Jesus touched lepers. Nobody touched lepers. To touch a leper is to become a leper. Lepers had to live outside of the camp for fear of infecting everybody.

Jesus didn’t only touch the untouchables, he hung out with them. He hung out with tax collectors and prostitutes. He hung out with everybody who was nobody. He picked untrained people to be his disciples.

Jesus didn’t choose the educated, the upper class, the elite, the well to do. Jesus didn’t choose the best of the best. He chose the leftovers, the forgotten, the ignored.

Jesus chooses us, too.

Jesus chooses you and me. With our embarrassing laugh and weird fashion sense, he thinks we are cool. With our cowlicks and acne, he thinks we are beautiful, just like we are.

And we, Jesus’ chosen, are to do the same. We are to see the beauty in others. We are to include the excluded. We are to welcome the stranger, the misfit, the weirdo.

There are no misfits with Jesus. He loves us all, and we are to extend that same love and acceptance to everyone. In the same way that we are loved and chosen, we are to love and choose others.

(Written on retreat, 1-17-14, 7:45 pm)

Yoga out in the wild

If you want to get some strange looks, do tree pose in the middle of the hardware section of Lowe’s.

It isn’t like I was doing warrior three or pigeon. I’d chosen a pose that was fairly normal, something that is recognizable as a yoga pose. Sure, it isn’t a normal place to do it, but it is a normal yoga pose. People who don’t do yoga would know it was a yoga pose.

I’ve not been able to practice yoga properly in a while because I’ve sprained my wrist. I’m having to rethink everything. I don’t know a lot of poses, so not being able to use my hands has cut down my already small repertoire to very little.

Plus, I’m kind of bored with yoga.

I’ve noticed I’m making less and less time for it. I’ve noticed that I don’t look forward to it. The weekly class isn’t a challenge anymore. The music and the moves are the same. Even animals in a zoo get different activities every now and then to keep their interest.

Sometimes I think that I’m using all of this as an excuse to not do something I know to be good for me. But then sometimes I think that maybe there is more to yoga than the poses, and I’m tuning into that. Why keep practicing something when you’ve learned the lesson?

Now, sure, I need to stretch. Every body needs to move. And balancing poses are good not only for the body but the mind.

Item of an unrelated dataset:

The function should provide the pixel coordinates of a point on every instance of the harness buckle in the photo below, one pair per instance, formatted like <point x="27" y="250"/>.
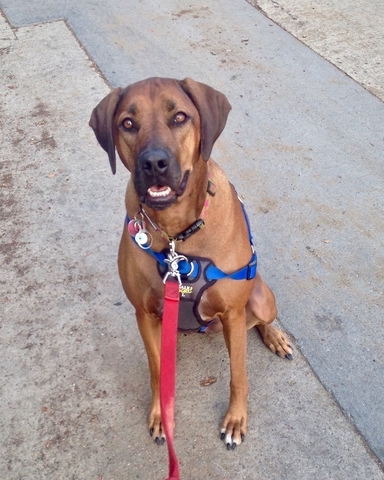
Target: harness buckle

So there I was, doing tree pose in Lowe’s. We’d already looked at a stove and some cabinet handles. Things need to get replaced every now and then in older houses. My husband had gone off to look for something else and left me with the cart. I was getting bored and had already checked Facebook and my email. In all reality I wanted a nap but I knew I couldn’t get away with that.

I’d pulled the cart out of the smaller aisle to not be in the way. I decided to take my coat and hat off because I was getting hot and that was contributing to my lethargy. I was alternating between wanting to be ignored and wanting to stick out. This is a fairly normal space for me to be.

I was standing behind the cart to not be too obvious. I had my hands in prayer position. If I’d wanted to really not stick out I could have left them down. Or I could have done mountain pose or forward fold.

I even announced what I was doing, quietly, but I said it, so perhaps it wouldn’t seem so strange. No luck there. The clerk in the window replacement section sort of glared at me and shook his head. He had a glum expression on his face the whole time anyway, so maybe he’s just somebody who can’t handle individual expression. I can tell he represses himself a lot. He’s faking being something he’s not, and it makes him stiff.

Maybe that was the reason I did that pose right there and then. Maybe of all people, he needed to see someone being different.

Who am I kidding? It was fun to be weird. It was fun to be childlike. I did it for me first. If someone else got a benefit out of it, cool.

I think I’ll do it again. Some of my favorite pictures in yoga magazines are when people do their poses out in the real world and not on a mat. I love it when they match their pose to whatever structure is around them. Now I’m going to go on a quest to find places that fit the poses. Then I’ll have to convince my husband to not only not laugh at me, but to also take a picture so I can share it.